As a final point on this, the building blocks of your metrics have value of their own. If you are assessing the loading time of your application, the average time will be interesting, but you also want to dig into the numbers that make up this average, and so identify the major sources of latency. This is key for identifying which performance improvements will yield the highest return on investment. DataDog does this well, as they make it really easy to explore what their aggregate charts consist of.
Like any product out in the world, there will always be things you would like to add or change. For an analytics product this is harder than you might expect, so be careful if you are someone who likes to “move fast and break things”, as some things are harder to repair than others.

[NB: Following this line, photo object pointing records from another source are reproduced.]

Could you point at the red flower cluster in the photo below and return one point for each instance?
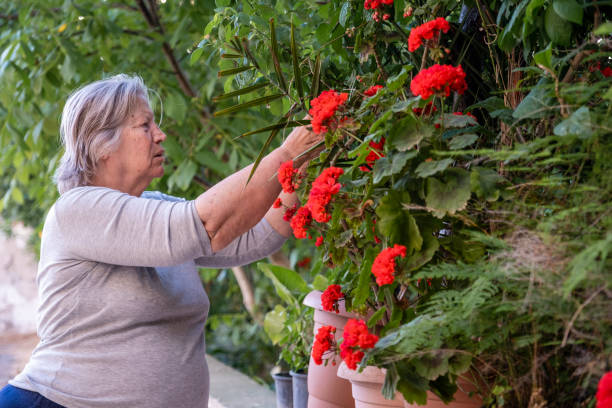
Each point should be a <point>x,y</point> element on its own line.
<point>300,221</point>
<point>324,341</point>
<point>384,264</point>
<point>323,109</point>
<point>604,391</point>
<point>323,189</point>
<point>356,339</point>
<point>427,31</point>
<point>287,176</point>
<point>330,297</point>
<point>374,4</point>
<point>304,262</point>
<point>289,213</point>
<point>427,110</point>
<point>373,155</point>
<point>371,91</point>
<point>439,79</point>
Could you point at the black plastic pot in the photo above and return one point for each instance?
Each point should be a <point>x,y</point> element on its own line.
<point>283,384</point>
<point>300,389</point>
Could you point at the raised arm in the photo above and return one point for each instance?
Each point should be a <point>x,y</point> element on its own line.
<point>232,207</point>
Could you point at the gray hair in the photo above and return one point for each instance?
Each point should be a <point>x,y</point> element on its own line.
<point>92,121</point>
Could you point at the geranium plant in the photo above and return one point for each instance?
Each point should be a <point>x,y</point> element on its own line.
<point>399,202</point>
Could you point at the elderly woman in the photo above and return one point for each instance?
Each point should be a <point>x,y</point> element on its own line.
<point>122,312</point>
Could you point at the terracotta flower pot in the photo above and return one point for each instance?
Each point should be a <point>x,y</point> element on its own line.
<point>325,388</point>
<point>462,396</point>
<point>367,387</point>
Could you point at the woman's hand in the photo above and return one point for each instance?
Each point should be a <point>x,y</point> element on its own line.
<point>300,140</point>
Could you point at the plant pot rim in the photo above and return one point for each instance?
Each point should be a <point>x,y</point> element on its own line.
<point>281,375</point>
<point>369,374</point>
<point>313,299</point>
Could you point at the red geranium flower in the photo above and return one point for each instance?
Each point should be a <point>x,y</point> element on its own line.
<point>427,31</point>
<point>330,297</point>
<point>371,91</point>
<point>289,213</point>
<point>356,339</point>
<point>287,176</point>
<point>439,79</point>
<point>300,221</point>
<point>304,262</point>
<point>323,189</point>
<point>375,154</point>
<point>384,264</point>
<point>324,342</point>
<point>319,241</point>
<point>604,391</point>
<point>323,108</point>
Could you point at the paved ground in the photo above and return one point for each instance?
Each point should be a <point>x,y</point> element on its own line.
<point>15,350</point>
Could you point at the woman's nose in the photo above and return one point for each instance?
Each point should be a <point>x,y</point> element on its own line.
<point>158,135</point>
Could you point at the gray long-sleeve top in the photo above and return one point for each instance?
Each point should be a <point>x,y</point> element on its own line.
<point>122,309</point>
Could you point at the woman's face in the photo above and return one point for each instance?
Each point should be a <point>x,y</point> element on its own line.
<point>140,156</point>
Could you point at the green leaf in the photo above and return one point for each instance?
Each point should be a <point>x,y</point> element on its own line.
<point>249,104</point>
<point>176,107</point>
<point>603,29</point>
<point>557,28</point>
<point>579,124</point>
<point>289,278</point>
<point>262,153</point>
<point>407,133</point>
<point>452,120</point>
<point>184,173</point>
<point>428,249</point>
<point>297,74</point>
<point>426,169</point>
<point>459,363</point>
<point>382,120</point>
<point>544,57</point>
<point>233,71</point>
<point>450,195</point>
<point>461,141</point>
<point>345,13</point>
<point>274,322</point>
<point>569,10</point>
<point>484,183</point>
<point>376,316</point>
<point>432,365</point>
<point>282,82</point>
<point>396,82</point>
<point>320,282</point>
<point>281,290</point>
<point>397,224</point>
<point>242,91</point>
<point>195,56</point>
<point>590,260</point>
<point>535,104</point>
<point>314,89</point>
<point>390,165</point>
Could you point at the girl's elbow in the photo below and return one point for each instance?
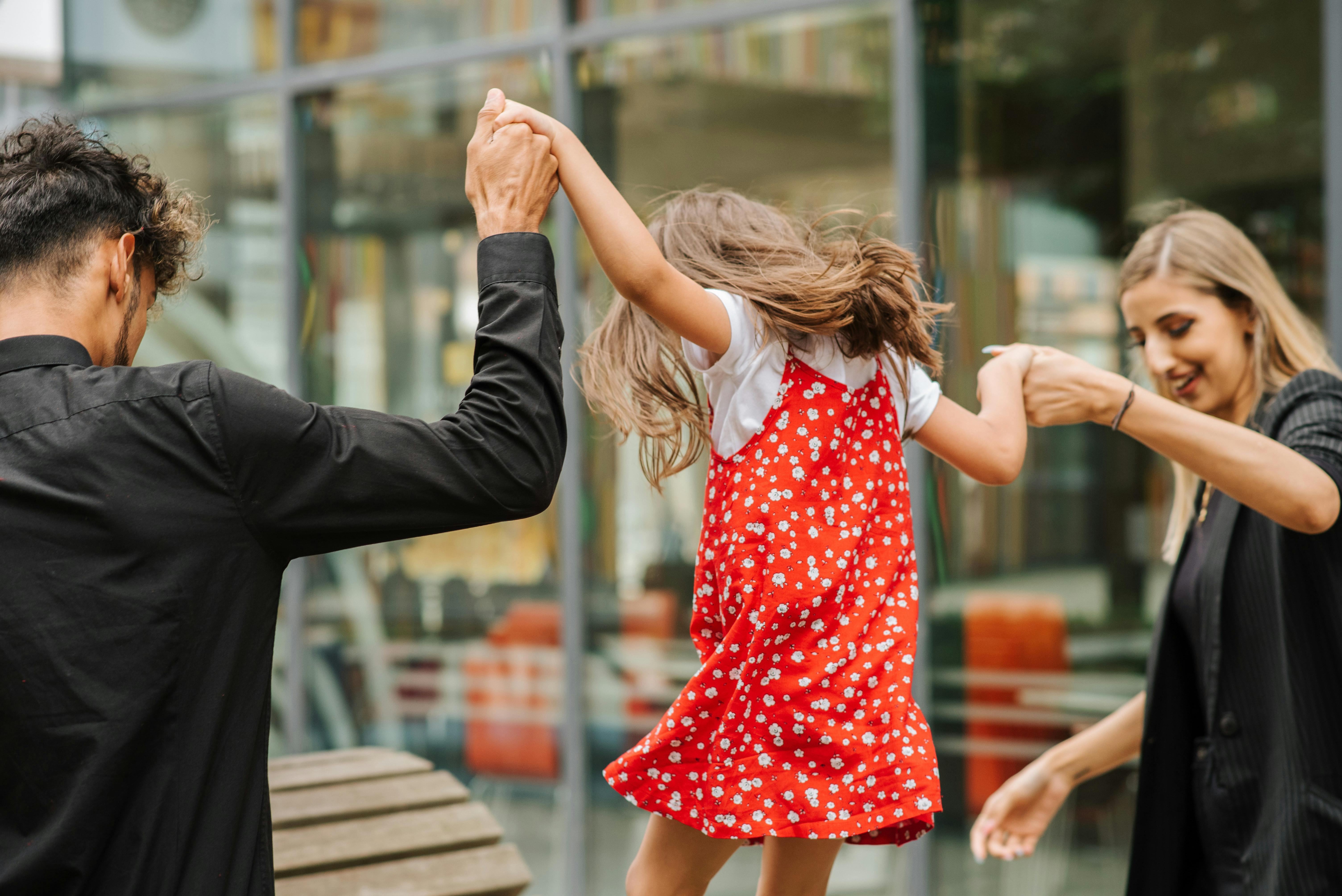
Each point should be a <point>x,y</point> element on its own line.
<point>1004,469</point>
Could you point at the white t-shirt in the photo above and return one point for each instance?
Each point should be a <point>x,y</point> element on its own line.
<point>744,383</point>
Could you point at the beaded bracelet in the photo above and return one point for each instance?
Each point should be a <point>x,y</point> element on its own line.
<point>1132,394</point>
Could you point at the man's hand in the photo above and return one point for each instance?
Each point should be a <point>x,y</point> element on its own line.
<point>511,174</point>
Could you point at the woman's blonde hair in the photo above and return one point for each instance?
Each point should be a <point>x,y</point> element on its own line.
<point>1206,251</point>
<point>818,278</point>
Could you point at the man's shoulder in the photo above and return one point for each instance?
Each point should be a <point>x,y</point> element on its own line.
<point>188,380</point>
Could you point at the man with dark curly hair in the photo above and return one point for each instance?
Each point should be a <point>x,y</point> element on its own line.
<point>147,514</point>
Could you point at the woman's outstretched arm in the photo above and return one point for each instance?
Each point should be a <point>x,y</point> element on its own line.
<point>1018,813</point>
<point>1259,473</point>
<point>623,246</point>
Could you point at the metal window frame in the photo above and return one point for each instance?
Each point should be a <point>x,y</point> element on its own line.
<point>561,41</point>
<point>1332,50</point>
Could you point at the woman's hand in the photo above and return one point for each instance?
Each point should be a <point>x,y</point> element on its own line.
<point>1017,816</point>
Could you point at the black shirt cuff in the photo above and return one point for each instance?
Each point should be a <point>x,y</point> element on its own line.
<point>516,257</point>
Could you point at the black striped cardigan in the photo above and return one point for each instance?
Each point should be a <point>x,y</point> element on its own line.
<point>1269,717</point>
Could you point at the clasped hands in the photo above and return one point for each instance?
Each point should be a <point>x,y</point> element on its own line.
<point>511,172</point>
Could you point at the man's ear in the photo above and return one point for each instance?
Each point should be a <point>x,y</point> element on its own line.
<point>123,269</point>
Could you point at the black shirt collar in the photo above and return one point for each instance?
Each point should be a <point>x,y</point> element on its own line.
<point>42,352</point>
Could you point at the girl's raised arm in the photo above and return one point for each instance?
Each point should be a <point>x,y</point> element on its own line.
<point>623,246</point>
<point>988,446</point>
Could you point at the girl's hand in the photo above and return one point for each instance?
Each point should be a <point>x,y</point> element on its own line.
<point>1018,355</point>
<point>1017,816</point>
<point>1063,390</point>
<point>516,113</point>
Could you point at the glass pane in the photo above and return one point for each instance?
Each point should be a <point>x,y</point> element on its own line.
<point>445,646</point>
<point>1051,131</point>
<point>791,110</point>
<point>137,48</point>
<point>586,10</point>
<point>346,29</point>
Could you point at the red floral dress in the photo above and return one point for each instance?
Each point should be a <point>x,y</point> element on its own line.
<point>800,722</point>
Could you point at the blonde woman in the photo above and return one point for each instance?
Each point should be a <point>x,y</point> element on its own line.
<point>1239,732</point>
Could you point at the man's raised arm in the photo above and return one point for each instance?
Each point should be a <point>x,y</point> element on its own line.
<point>313,479</point>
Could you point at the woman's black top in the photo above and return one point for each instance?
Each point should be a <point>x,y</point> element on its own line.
<point>1242,753</point>
<point>1183,597</point>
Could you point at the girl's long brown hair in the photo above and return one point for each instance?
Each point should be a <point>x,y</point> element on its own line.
<point>819,278</point>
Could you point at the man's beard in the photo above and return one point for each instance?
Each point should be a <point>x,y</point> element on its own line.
<point>121,355</point>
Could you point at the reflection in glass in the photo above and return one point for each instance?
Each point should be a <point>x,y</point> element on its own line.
<point>135,48</point>
<point>344,29</point>
<point>792,110</point>
<point>446,646</point>
<point>1054,132</point>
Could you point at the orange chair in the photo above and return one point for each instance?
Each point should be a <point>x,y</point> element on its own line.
<point>513,694</point>
<point>1009,632</point>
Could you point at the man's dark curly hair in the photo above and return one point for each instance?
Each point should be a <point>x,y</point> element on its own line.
<point>61,188</point>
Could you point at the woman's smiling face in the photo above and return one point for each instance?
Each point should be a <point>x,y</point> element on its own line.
<point>1198,347</point>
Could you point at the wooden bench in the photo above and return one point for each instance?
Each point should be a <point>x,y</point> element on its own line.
<point>371,821</point>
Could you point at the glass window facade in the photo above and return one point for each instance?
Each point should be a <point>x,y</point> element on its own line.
<point>128,49</point>
<point>343,265</point>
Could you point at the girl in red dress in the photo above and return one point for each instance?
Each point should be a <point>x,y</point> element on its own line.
<point>799,730</point>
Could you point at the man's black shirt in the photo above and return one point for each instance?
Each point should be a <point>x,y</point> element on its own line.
<point>147,516</point>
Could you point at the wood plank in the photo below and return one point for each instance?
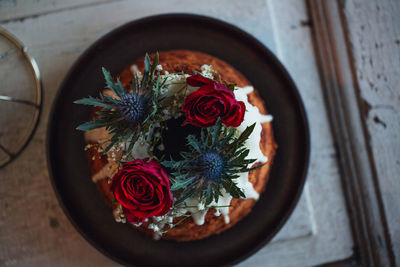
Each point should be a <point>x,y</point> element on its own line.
<point>20,9</point>
<point>56,40</point>
<point>374,32</point>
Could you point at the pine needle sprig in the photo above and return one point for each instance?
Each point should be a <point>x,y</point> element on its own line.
<point>131,113</point>
<point>213,163</point>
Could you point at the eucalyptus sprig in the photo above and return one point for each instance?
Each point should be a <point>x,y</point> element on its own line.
<point>212,164</point>
<point>127,115</point>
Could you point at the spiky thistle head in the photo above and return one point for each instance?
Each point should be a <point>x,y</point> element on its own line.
<point>123,114</point>
<point>212,164</point>
<point>134,108</point>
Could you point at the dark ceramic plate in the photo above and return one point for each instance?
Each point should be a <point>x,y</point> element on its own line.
<point>70,172</point>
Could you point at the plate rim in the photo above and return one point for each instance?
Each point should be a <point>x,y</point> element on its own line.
<point>254,42</point>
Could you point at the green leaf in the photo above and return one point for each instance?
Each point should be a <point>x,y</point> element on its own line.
<point>111,85</point>
<point>192,141</point>
<point>91,101</point>
<point>90,125</point>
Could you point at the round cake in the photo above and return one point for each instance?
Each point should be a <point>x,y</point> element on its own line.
<point>197,163</point>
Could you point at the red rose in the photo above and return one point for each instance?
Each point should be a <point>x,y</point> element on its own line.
<point>211,101</point>
<point>143,189</point>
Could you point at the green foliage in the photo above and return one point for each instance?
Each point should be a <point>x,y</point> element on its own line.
<point>186,176</point>
<point>109,116</point>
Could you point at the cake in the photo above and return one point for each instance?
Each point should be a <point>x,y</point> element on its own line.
<point>180,145</point>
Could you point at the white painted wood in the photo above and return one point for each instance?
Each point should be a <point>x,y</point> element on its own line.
<point>374,32</point>
<point>20,9</point>
<point>32,224</point>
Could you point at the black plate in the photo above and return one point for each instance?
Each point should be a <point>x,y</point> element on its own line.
<point>70,172</point>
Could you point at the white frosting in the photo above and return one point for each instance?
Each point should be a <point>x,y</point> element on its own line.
<point>193,205</point>
<point>252,115</point>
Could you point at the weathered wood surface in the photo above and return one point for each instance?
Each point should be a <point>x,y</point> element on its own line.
<point>33,229</point>
<point>374,33</point>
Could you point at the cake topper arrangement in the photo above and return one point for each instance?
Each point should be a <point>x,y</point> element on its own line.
<point>151,185</point>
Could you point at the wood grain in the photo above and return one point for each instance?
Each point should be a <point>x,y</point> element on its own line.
<point>33,228</point>
<point>374,32</point>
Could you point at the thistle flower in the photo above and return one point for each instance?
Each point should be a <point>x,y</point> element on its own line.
<point>212,164</point>
<point>129,114</point>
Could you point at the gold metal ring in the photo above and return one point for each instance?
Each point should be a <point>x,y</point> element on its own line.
<point>37,104</point>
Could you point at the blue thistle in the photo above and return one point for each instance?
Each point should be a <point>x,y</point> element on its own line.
<point>134,108</point>
<point>121,114</point>
<point>211,165</point>
<point>213,162</point>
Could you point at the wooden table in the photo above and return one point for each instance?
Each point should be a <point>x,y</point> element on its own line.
<point>345,59</point>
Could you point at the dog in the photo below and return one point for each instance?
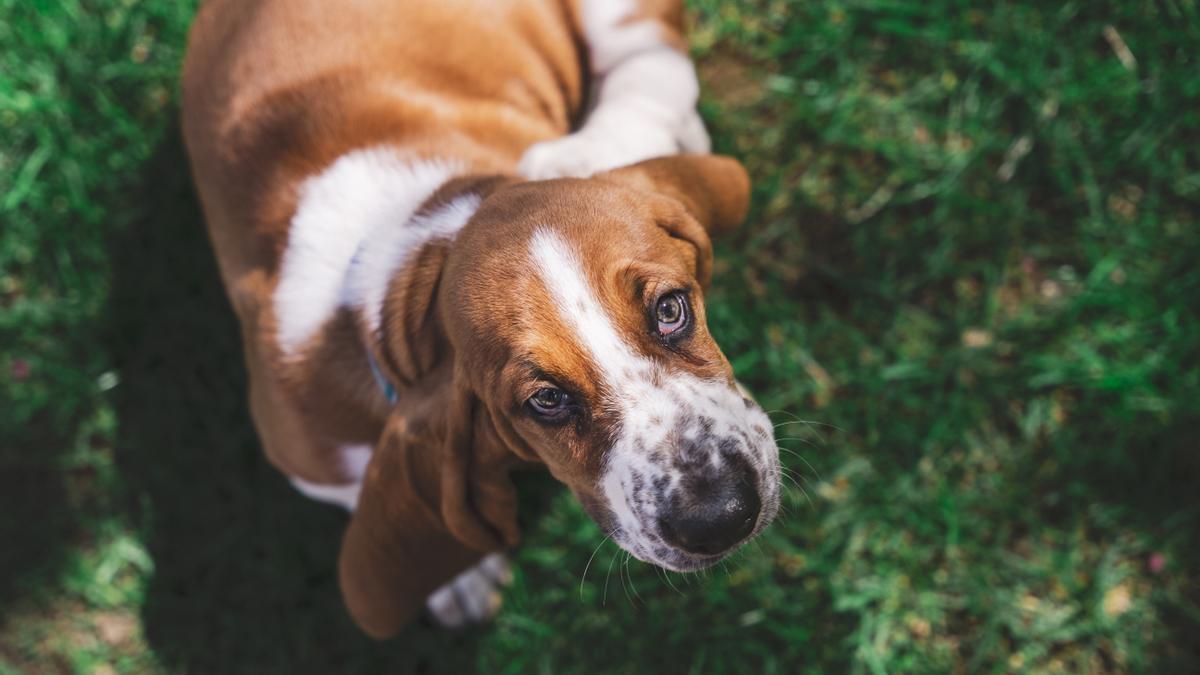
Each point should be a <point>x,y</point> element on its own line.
<point>468,237</point>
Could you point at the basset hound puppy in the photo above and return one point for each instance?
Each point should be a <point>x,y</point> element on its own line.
<point>429,303</point>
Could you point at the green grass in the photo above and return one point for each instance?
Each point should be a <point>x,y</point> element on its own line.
<point>971,266</point>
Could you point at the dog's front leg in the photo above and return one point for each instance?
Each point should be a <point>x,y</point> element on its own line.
<point>473,596</point>
<point>645,96</point>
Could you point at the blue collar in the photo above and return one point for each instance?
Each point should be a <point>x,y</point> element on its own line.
<point>389,390</point>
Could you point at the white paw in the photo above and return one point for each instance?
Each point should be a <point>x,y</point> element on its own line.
<point>693,136</point>
<point>473,596</point>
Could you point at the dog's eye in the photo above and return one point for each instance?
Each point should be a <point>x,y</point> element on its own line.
<point>550,401</point>
<point>671,312</point>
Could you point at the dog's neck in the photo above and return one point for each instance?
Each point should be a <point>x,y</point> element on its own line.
<point>369,237</point>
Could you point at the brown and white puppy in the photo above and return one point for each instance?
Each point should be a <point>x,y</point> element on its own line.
<point>420,318</point>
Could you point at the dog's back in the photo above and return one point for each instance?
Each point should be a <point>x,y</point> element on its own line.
<point>274,90</point>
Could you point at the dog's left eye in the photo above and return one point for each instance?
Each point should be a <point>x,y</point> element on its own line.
<point>671,312</point>
<point>550,401</point>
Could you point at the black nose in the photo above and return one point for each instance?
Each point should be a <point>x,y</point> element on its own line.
<point>712,515</point>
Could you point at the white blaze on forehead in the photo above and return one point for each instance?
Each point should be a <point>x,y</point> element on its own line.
<point>651,406</point>
<point>562,274</point>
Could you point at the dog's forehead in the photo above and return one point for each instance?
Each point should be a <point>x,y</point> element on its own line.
<point>612,234</point>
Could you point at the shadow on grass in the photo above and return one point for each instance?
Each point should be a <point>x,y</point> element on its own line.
<point>244,566</point>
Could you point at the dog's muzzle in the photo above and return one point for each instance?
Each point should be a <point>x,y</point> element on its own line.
<point>712,513</point>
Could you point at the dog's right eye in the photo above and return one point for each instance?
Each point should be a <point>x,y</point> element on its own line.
<point>551,402</point>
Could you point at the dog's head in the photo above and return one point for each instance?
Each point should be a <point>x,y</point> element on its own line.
<point>579,308</point>
<point>575,314</point>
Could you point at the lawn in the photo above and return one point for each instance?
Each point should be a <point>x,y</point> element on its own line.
<point>969,291</point>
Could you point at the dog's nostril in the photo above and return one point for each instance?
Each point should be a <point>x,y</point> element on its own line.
<point>713,524</point>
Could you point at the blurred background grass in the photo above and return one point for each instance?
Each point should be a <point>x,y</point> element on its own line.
<point>969,291</point>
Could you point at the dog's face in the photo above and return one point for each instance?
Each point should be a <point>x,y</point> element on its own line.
<point>580,305</point>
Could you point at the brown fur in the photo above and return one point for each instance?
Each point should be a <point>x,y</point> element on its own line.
<point>274,91</point>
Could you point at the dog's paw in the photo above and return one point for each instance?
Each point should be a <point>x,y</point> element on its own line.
<point>472,597</point>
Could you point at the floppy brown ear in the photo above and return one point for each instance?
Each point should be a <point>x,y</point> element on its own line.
<point>436,497</point>
<point>715,190</point>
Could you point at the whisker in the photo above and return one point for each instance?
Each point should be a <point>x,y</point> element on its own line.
<point>609,575</point>
<point>807,463</point>
<point>585,575</point>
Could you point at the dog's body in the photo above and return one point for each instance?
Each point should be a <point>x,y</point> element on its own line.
<point>394,279</point>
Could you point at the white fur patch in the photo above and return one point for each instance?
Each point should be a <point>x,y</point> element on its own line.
<point>646,97</point>
<point>652,404</point>
<point>354,464</point>
<point>390,246</point>
<point>346,496</point>
<point>361,192</point>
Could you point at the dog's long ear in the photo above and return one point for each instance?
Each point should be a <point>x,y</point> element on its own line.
<point>713,190</point>
<point>436,497</point>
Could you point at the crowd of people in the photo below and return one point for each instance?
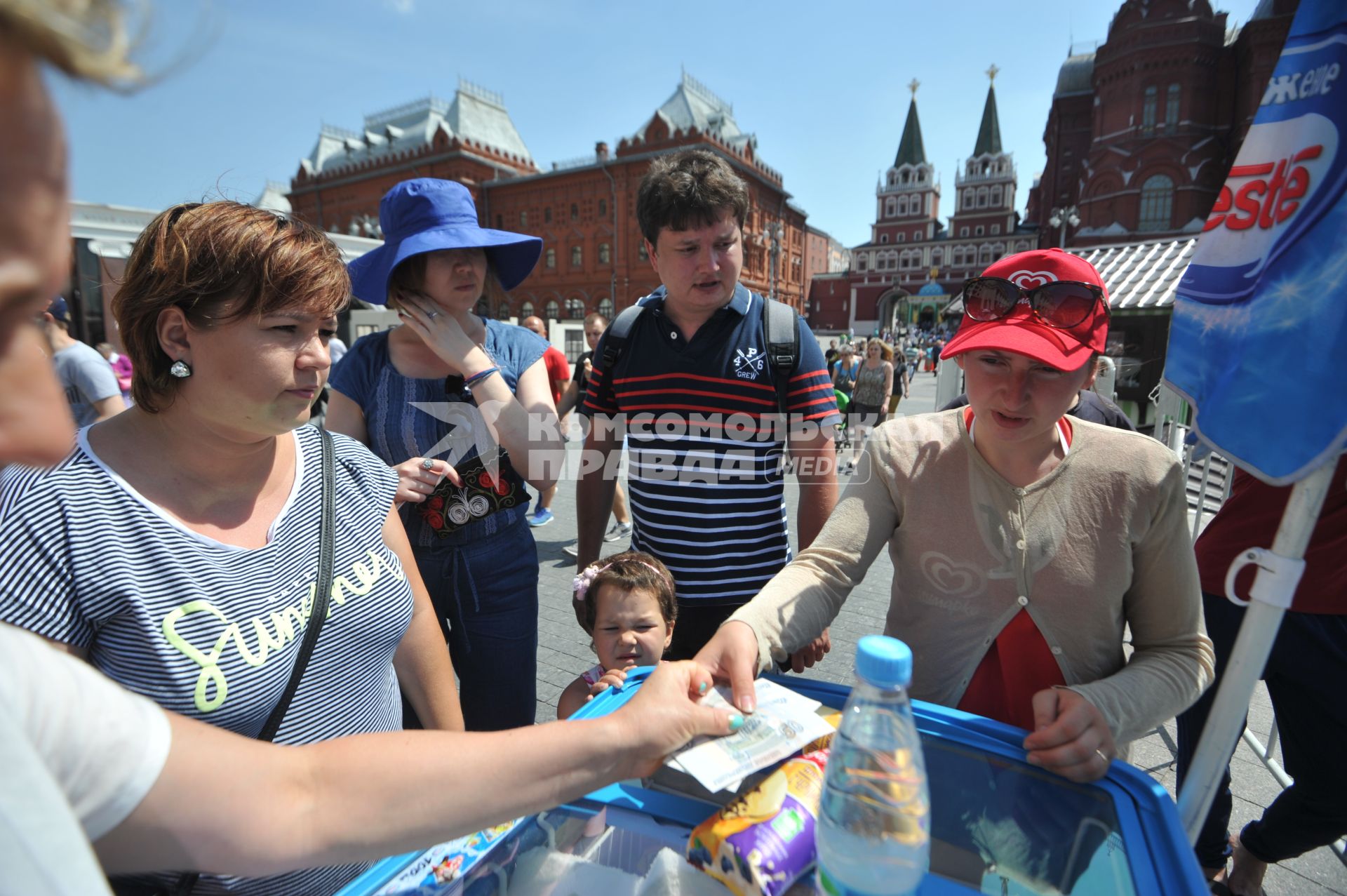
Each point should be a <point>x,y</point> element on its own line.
<point>162,563</point>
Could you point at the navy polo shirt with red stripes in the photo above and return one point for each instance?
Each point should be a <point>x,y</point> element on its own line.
<point>706,450</point>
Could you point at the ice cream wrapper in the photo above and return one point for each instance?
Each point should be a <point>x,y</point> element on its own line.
<point>763,843</point>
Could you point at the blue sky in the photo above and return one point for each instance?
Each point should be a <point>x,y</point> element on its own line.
<point>243,86</point>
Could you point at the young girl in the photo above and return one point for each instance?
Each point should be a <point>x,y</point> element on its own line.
<point>631,609</point>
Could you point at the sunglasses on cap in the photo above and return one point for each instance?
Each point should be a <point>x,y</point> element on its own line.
<point>1061,304</point>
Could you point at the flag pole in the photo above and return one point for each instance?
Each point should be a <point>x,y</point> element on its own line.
<point>1250,653</point>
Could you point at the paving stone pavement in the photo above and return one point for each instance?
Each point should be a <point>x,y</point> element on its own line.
<point>565,653</point>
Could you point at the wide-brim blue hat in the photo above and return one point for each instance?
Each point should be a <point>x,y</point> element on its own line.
<point>427,215</point>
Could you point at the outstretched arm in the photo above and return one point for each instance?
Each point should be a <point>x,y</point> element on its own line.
<point>367,796</point>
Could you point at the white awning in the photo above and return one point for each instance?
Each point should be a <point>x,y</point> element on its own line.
<point>1141,276</point>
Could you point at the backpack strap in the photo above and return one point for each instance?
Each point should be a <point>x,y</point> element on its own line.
<point>783,347</point>
<point>617,335</point>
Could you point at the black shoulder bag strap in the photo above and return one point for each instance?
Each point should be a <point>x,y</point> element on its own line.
<point>615,338</point>
<point>322,593</point>
<point>783,348</point>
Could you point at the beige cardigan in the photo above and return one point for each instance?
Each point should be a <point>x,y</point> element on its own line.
<point>1099,543</point>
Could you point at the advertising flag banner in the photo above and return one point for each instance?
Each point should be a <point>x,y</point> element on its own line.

When you tweak the way you calculate a metric in order to account for a new scenario, you are in a bit of a tricky situation. If you reprocess pre-existing data then your previous values will also change (to which people don’t take kindly when this happens out of the blue). If you don’t reprocess, and the changes apply only going forward, then you may have inconsistent numbers, and it is hard to make it clear why your January numbers are different from your February ones. Also, if you are actually improving the calculations, should you not provide this improved data?
There are multiple ways of dealing with or mitigating these challenges, including adding new data settings, coordinated data reprocessing, and being transparent on how the numbers are obtained (as mentioned above). A clear data processing pipeline will also make any improvements easier to implement. Yet the best cure is prevention, so plan with care how you process your data and calculate your metrics.
Working on a data product can present its own unexpected challenges even for those who have worked with data before. Not only do you have to make the underlying complexity clear and actionable, but you also have to provide the right amount of depth and transparency. All the while, you are dealing with a constant flow of ever-changing data. As we have seen it can get complicated quickly!
But it’s worth it. Information is key for empowering people to make the best decisions, and being able to provide those insights is a rewarding thing indeed.